Last week, dogfood supplier Forthglade was snapped up in a £50m sale to European investment firm IK Investment Partners.
The Grocer understands at least three other UK petfood brands are set to follow Forthglade to market in the coming months, including Good Boy treats owner Armitage Pet Care and Harringtons owner Inspired Pet Nutrition.
The Grocer can reveal that Rutland Partners, the private equity owners of Armitage, has tasked PwC with exploring sale options for the brand – with an official process set to kick off in the coming months.
Armitage specialises in premium treats through its Good Boy and Meowee brands. It also sells toys and owns ‘sensitive diet’ brand Wafcol. Sales for its most recent financial year to 2 June were up 15.7% on the equivalent prior period to £55.2m.
PwC worked on the former deal to sell Armitage to Rutland Partners in September 2017.
Meanwhile, IPN has hired mid-cap investment bank Harris Williams and City sources suggest it will also seek to launch a sales process before the end of the year.
Private equity group L Catterton invested in IPN, which has annual revenues of £95m, back in 2015.
An IPN source cautioned that while it was natural L Catterton would seek an exit after five years, the appointment of Harris Williams did not mean a timescale had been drawn up and “a sale is around the corner”.
Harris Williams is also handling the sale of ECI-owned MPM Products, which makes petfood brands Applaws, Encore and Reveal.
The Grocer revealed in March that the active sales process was paused due to the coronavirus crisis and market uncertainty caused by the outbreak. However, dealmaking sources believe the MPM process is set to be reignited before the year’s end.
These latest deals follow fevered activity in the sector in 2020, with Forthglade’s sale last week, Lily’s Kitchen (also previously owned by L Catterton) being bought by Nestlé Purina and a £20m fundraising of online brand Butternut Box in February.
Dealmaking sources suggest mid-market European private equity houses were the most likely buyers for the three brands being mooted for sale, with one source noting that a consolidation play of several high-growth assets in the sector was still a possibility.
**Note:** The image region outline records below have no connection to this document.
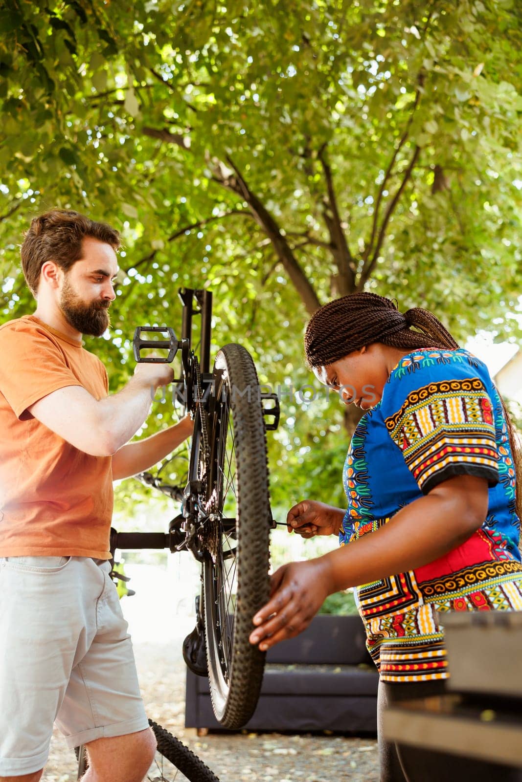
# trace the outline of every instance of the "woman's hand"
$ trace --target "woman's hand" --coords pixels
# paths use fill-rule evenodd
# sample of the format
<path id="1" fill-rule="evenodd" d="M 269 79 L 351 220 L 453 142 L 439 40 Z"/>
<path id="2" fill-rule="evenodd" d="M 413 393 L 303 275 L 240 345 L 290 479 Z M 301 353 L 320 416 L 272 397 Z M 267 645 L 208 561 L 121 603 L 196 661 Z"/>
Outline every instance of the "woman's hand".
<path id="1" fill-rule="evenodd" d="M 289 533 L 304 538 L 315 535 L 338 535 L 344 511 L 315 500 L 303 500 L 291 508 L 286 516 Z"/>
<path id="2" fill-rule="evenodd" d="M 250 633 L 250 644 L 265 651 L 302 633 L 332 591 L 331 580 L 322 557 L 279 568 L 272 576 L 269 601 L 254 617 L 257 626 Z"/>

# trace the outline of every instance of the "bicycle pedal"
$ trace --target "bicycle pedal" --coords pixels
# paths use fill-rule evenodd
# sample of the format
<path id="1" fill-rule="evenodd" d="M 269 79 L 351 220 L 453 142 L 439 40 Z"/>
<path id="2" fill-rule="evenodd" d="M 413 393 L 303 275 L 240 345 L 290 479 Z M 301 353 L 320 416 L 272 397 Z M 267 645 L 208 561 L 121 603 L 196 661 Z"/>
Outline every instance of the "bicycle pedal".
<path id="1" fill-rule="evenodd" d="M 279 398 L 276 393 L 261 393 L 261 413 L 263 414 L 263 418 L 266 418 L 267 416 L 273 416 L 274 420 L 271 423 L 267 423 L 265 421 L 265 428 L 268 432 L 275 432 L 275 429 L 279 425 L 279 418 L 281 418 L 281 407 L 279 406 Z M 272 407 L 265 407 L 262 404 L 263 402 L 273 402 L 274 405 Z"/>

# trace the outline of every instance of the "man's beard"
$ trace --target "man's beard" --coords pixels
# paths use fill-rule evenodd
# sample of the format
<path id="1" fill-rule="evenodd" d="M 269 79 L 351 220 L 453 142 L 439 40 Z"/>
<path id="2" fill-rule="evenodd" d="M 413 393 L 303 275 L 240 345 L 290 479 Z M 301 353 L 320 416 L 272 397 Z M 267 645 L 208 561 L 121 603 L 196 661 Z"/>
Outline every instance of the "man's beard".
<path id="1" fill-rule="evenodd" d="M 85 304 L 67 278 L 63 281 L 59 306 L 70 325 L 81 334 L 101 337 L 110 325 L 107 312 L 110 303 L 97 301 Z"/>

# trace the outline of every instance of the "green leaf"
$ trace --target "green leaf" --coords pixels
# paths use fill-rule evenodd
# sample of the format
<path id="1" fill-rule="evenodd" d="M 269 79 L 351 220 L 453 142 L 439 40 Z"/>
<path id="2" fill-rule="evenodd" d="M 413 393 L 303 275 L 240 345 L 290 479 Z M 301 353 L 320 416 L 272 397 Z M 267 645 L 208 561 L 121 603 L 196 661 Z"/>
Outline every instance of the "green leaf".
<path id="1" fill-rule="evenodd" d="M 131 88 L 128 88 L 125 91 L 124 106 L 131 117 L 137 117 L 139 114 L 139 103 Z"/>
<path id="2" fill-rule="evenodd" d="M 103 92 L 107 86 L 107 72 L 104 69 L 97 70 L 92 77 L 92 86 L 96 92 Z"/>
<path id="3" fill-rule="evenodd" d="M 471 97 L 471 93 L 470 92 L 469 90 L 466 90 L 465 88 L 455 87 L 455 97 L 457 99 L 458 101 L 460 101 L 461 103 L 463 103 L 464 101 L 467 101 L 470 99 L 470 98 Z"/>
<path id="4" fill-rule="evenodd" d="M 128 217 L 131 217 L 132 220 L 138 220 L 138 210 L 131 204 L 122 203 L 121 211 L 124 214 L 127 215 Z"/>
<path id="5" fill-rule="evenodd" d="M 68 147 L 62 147 L 58 155 L 66 166 L 74 166 L 77 163 L 76 154 L 73 149 Z"/>

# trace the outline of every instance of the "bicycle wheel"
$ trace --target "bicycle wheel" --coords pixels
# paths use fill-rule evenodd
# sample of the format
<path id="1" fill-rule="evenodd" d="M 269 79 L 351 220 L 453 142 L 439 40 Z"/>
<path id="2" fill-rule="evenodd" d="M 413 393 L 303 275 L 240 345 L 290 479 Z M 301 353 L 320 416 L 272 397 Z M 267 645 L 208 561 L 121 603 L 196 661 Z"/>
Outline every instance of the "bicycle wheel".
<path id="1" fill-rule="evenodd" d="M 226 345 L 207 411 L 196 417 L 190 473 L 201 485 L 203 618 L 211 696 L 226 728 L 252 716 L 265 655 L 248 637 L 269 596 L 272 513 L 259 382 L 248 352 Z M 203 419 L 203 420 L 202 420 Z M 202 511 L 203 514 L 202 514 Z"/>
<path id="2" fill-rule="evenodd" d="M 157 741 L 157 755 L 160 755 L 149 769 L 146 777 L 149 782 L 171 782 L 175 778 L 181 782 L 176 777 L 176 769 L 179 769 L 189 782 L 219 782 L 214 772 L 179 739 L 152 719 L 149 720 L 149 724 Z M 168 764 L 164 763 L 164 758 Z M 175 769 L 172 769 L 171 764 Z"/>
<path id="3" fill-rule="evenodd" d="M 156 736 L 157 748 L 154 761 L 145 777 L 147 782 L 173 782 L 174 780 L 181 782 L 178 771 L 189 782 L 219 782 L 214 772 L 179 739 L 152 719 L 149 720 L 149 725 Z M 77 778 L 80 779 L 88 768 L 88 762 L 85 747 L 76 747 L 74 752 L 78 761 Z"/>

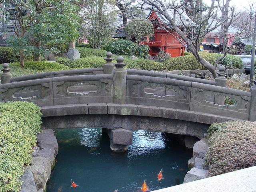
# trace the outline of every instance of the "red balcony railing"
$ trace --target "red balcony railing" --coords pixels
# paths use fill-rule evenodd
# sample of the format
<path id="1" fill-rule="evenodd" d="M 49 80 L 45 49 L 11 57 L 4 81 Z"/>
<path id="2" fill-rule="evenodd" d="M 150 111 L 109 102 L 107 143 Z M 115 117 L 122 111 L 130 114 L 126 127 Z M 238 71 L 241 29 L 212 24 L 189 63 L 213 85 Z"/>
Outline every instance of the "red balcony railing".
<path id="1" fill-rule="evenodd" d="M 161 41 L 149 41 L 145 42 L 145 44 L 151 46 L 160 47 L 161 46 Z"/>

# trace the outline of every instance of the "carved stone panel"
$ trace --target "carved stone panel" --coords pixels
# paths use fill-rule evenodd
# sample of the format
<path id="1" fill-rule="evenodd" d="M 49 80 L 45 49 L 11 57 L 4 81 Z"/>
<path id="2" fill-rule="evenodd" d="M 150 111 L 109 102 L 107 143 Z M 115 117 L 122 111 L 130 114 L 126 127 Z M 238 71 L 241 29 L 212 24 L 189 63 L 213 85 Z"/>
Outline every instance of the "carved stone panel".
<path id="1" fill-rule="evenodd" d="M 90 93 L 96 93 L 99 88 L 96 85 L 91 85 L 89 83 L 78 83 L 69 86 L 67 88 L 67 92 L 75 93 L 77 95 L 87 95 Z"/>
<path id="2" fill-rule="evenodd" d="M 143 89 L 144 93 L 158 97 L 174 97 L 176 91 L 163 86 L 146 86 Z"/>
<path id="3" fill-rule="evenodd" d="M 33 97 L 37 97 L 40 96 L 41 92 L 39 90 L 25 88 L 14 92 L 12 96 L 14 99 L 20 99 L 22 100 L 28 100 Z"/>

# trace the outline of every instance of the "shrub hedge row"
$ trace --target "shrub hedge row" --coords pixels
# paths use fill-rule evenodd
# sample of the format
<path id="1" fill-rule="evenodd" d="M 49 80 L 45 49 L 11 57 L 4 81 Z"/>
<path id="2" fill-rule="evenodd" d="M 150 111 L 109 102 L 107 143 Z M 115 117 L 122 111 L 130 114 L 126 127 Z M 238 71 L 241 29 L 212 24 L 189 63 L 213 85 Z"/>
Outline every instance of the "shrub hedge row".
<path id="1" fill-rule="evenodd" d="M 26 61 L 33 60 L 32 56 L 27 56 Z M 0 47 L 0 64 L 10 62 L 18 62 L 20 56 L 15 54 L 12 48 L 8 47 Z"/>
<path id="2" fill-rule="evenodd" d="M 16 66 L 20 66 L 20 63 L 10 63 L 10 64 Z M 25 62 L 24 67 L 25 69 L 37 70 L 42 72 L 60 71 L 70 69 L 69 67 L 63 64 L 48 61 L 28 61 Z"/>
<path id="3" fill-rule="evenodd" d="M 0 191 L 18 192 L 40 131 L 40 108 L 24 102 L 0 103 Z"/>
<path id="4" fill-rule="evenodd" d="M 256 122 L 229 121 L 212 124 L 204 160 L 210 176 L 256 165 Z"/>

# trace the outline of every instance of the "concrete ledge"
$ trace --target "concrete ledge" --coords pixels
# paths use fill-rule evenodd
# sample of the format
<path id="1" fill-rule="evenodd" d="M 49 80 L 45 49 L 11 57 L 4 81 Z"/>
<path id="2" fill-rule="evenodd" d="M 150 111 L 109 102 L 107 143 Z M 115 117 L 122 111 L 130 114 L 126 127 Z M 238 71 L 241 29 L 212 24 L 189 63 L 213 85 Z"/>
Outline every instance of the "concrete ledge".
<path id="1" fill-rule="evenodd" d="M 153 191 L 255 192 L 256 166 Z"/>
<path id="2" fill-rule="evenodd" d="M 238 119 L 196 111 L 130 104 L 90 103 L 42 107 L 43 117 L 72 115 L 109 114 L 159 117 L 206 124 Z"/>

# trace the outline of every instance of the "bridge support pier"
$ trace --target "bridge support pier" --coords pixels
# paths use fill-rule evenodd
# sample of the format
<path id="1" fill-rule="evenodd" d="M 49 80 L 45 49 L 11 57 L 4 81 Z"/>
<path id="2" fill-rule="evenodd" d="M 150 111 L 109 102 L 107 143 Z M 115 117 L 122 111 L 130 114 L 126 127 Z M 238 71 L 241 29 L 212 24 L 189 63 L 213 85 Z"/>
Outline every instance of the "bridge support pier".
<path id="1" fill-rule="evenodd" d="M 108 130 L 108 134 L 110 139 L 110 150 L 113 152 L 125 152 L 128 146 L 132 143 L 132 131 L 123 129 L 114 129 Z"/>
All the players generating buyside interest this year have shared a focus on the higher margin, fast growing premium end of the pet food market which is rapidly gaining share from the traditional giants Nestlé Purina and Mars.
One observer noted that the coronavirus lockdowns had given a further boost to such players. “There is still masses to go for in the UK despite growing competition in the market – the pet sector remains very hot and that is only growing more and more realised they quite like having pets at home in these times,” he said.
All parties contacted for the story declined to comment.